To exclude the possibility that ALO inhibits the pain-like behaviors responses through suppression of motor activity, we performed spontaneous locomotor activity and motor coordinate tests. The saline pretreated mice had an average spontaneous exploratory movement of 200 times per 5min. Pretreatment with ALO (80, 40, 20 mg/kg) did not influence the motor activity (Fig. 4A). Similarly, the average time that amouse could stay on a rotating rod was 290 s in saline pretreated group. Pretreatment with ALO had no effect on the time mice could stay on the rod. (Fig. 4B). These results suggest that ALO has no motor inhibitory effect.

Fig. 4

(A) Effects of ALO on locomotor activity test. (B) Effects of ALO on motor coordination test. Mice were treated with saline or ALO (20, 40 and80mg/kg). N = 10 in each group. * p < 0.05, ** p < 0.01 vs. control group. Data were presented as the mean±S.E.M.

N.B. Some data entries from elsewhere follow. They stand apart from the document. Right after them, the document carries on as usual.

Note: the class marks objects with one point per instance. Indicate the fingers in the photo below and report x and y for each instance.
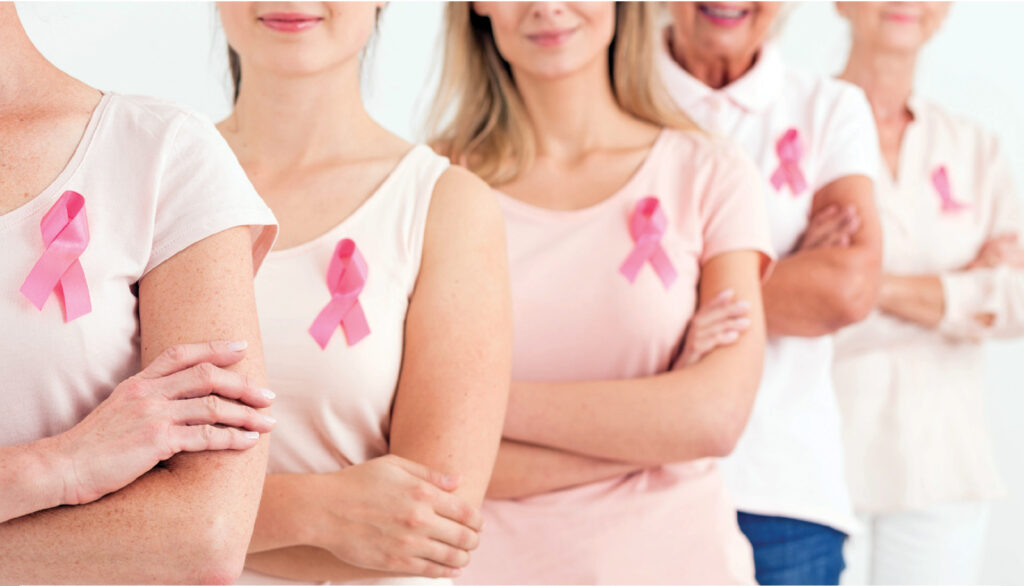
(214, 410)
(439, 479)
(205, 437)
(455, 535)
(454, 508)
(180, 357)
(206, 378)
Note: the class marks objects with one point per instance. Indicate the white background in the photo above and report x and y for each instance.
(176, 51)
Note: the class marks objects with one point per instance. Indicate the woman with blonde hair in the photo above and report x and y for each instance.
(384, 305)
(622, 218)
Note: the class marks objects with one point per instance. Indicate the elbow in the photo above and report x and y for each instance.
(218, 555)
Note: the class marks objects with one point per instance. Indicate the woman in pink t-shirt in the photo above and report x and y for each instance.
(384, 307)
(622, 219)
(128, 232)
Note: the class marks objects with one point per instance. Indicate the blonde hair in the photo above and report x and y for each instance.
(488, 129)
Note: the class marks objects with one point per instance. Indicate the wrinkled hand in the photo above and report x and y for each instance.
(833, 226)
(718, 324)
(998, 251)
(183, 402)
(395, 515)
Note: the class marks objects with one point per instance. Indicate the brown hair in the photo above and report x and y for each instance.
(478, 118)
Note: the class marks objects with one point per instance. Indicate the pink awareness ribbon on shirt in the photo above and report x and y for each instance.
(647, 226)
(66, 235)
(941, 181)
(790, 153)
(345, 278)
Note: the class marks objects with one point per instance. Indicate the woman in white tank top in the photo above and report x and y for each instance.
(385, 309)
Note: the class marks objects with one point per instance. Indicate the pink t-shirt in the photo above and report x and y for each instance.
(156, 179)
(577, 318)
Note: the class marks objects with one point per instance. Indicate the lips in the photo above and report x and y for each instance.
(724, 14)
(551, 38)
(290, 22)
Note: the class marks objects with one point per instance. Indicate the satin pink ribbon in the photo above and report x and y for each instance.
(66, 235)
(345, 278)
(790, 153)
(941, 181)
(647, 226)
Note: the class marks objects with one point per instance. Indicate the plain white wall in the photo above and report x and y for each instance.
(176, 51)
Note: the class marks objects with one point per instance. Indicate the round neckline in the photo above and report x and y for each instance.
(46, 197)
(542, 212)
(334, 232)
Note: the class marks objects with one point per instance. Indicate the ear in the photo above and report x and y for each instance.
(480, 8)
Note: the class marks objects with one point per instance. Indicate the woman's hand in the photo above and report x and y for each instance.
(718, 324)
(1000, 250)
(183, 402)
(395, 515)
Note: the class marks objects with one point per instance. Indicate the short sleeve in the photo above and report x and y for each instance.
(732, 209)
(204, 191)
(848, 142)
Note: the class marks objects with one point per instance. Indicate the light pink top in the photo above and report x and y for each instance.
(156, 179)
(334, 405)
(577, 318)
(911, 398)
(788, 461)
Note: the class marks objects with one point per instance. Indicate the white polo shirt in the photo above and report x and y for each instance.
(790, 460)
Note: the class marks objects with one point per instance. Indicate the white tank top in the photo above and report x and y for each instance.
(334, 404)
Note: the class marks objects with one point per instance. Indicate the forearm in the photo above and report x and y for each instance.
(30, 479)
(523, 470)
(914, 298)
(816, 292)
(155, 530)
(307, 563)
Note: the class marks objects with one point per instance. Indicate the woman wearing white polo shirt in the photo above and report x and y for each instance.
(815, 143)
(909, 377)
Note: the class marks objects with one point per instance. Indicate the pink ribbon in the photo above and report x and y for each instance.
(66, 235)
(345, 278)
(790, 153)
(647, 226)
(941, 181)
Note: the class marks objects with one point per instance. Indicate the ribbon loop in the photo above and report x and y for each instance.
(790, 152)
(346, 276)
(66, 236)
(647, 225)
(940, 178)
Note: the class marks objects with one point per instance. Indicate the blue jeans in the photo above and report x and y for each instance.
(792, 551)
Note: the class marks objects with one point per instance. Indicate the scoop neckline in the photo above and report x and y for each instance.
(335, 232)
(542, 212)
(49, 194)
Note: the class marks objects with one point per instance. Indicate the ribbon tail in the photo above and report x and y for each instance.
(328, 320)
(663, 266)
(354, 324)
(76, 292)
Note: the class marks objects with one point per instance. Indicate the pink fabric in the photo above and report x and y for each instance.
(155, 179)
(346, 277)
(66, 235)
(577, 319)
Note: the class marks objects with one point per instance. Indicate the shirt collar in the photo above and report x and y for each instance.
(756, 90)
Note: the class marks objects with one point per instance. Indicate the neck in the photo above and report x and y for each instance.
(572, 115)
(294, 120)
(714, 71)
(25, 73)
(886, 77)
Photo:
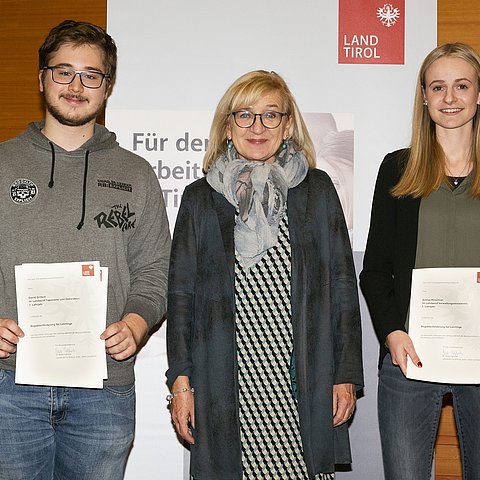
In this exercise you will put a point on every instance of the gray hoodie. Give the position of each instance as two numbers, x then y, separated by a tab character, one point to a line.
99	202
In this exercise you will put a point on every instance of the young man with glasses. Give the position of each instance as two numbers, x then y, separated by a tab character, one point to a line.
70	193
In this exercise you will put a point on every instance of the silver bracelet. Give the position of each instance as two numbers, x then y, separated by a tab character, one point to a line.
178	392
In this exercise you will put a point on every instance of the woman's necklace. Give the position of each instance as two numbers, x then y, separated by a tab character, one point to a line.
455	179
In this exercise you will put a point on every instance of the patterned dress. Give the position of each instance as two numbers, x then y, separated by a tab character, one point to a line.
269	424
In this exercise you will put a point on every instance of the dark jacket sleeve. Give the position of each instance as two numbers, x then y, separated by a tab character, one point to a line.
181	287
390	252
347	334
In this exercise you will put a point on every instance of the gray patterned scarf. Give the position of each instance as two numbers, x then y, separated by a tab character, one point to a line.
258	190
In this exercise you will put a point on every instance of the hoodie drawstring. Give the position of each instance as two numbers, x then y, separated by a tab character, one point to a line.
84	195
85	173
52	168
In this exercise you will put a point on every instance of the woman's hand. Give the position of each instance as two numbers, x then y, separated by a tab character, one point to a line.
401	346
344	400
10	333
182	409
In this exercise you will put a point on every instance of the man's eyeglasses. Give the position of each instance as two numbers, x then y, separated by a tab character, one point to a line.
66	75
269	119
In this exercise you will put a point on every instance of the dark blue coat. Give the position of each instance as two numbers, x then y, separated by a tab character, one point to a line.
201	322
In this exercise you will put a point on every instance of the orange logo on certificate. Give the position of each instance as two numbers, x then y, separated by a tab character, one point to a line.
87	270
371	31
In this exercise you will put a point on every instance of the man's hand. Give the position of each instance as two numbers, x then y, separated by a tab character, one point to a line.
344	399
123	338
10	333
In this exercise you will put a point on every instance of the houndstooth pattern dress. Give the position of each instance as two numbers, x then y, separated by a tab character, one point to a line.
269	424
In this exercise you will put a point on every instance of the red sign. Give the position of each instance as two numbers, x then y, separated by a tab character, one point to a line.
371	31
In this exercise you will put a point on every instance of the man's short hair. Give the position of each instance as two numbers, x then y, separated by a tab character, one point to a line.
80	33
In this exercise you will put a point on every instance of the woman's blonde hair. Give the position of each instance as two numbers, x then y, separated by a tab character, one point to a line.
425	168
246	91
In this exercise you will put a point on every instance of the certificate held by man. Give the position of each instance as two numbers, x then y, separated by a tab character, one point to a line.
444	325
62	311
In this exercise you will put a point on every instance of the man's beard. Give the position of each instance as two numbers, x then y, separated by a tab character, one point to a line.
75	121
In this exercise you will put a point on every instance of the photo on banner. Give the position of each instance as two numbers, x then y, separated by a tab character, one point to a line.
176	150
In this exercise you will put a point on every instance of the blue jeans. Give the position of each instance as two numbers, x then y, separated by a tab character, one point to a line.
55	433
409	412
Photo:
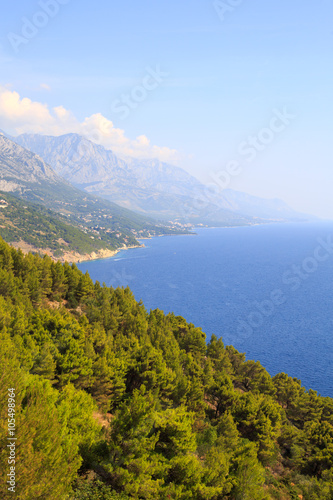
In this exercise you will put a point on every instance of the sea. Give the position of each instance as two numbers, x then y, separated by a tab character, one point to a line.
265	289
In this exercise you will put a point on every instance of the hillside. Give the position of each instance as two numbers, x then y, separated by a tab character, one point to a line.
32	227
26	175
113	402
151	187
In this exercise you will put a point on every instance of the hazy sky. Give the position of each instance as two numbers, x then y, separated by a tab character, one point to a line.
193	82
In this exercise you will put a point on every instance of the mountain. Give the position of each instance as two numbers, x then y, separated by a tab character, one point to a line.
246	204
34	228
150	187
26	175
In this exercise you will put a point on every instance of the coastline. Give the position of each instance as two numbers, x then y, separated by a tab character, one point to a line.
71	257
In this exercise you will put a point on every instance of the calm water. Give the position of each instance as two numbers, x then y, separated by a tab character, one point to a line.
265	289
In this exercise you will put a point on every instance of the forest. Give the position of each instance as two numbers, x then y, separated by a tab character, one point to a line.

3.6 Mouse ear swelling test (MEST)

The MEST was performed on the right ear and left ear served as reference. Pretreatment with ALO at dosages of 40 and 80mg/kg significantly reduced ear swelling comparing to that of saline-treated control (p < 0.01). Low dose of ALO (20mg/kg) did not reduce the ear swelling (p > 0.05). The Asp (400 mg/kg) effect was equivalent to that of 80mg/kg ALO (p < 0.01) in reducing ear swelling (Fig. 5).

Fig. 5

Effects of ALO on ear swelling test. Mice were treated with saline, aspirin (400 mg/kg), or ALO (20, 40 and 80mg/kg). N = 10 in each group. * p <0.05, ** p <0.01 vs. control group (xylene topical ear application). Data were presented as the mean±S.E.M.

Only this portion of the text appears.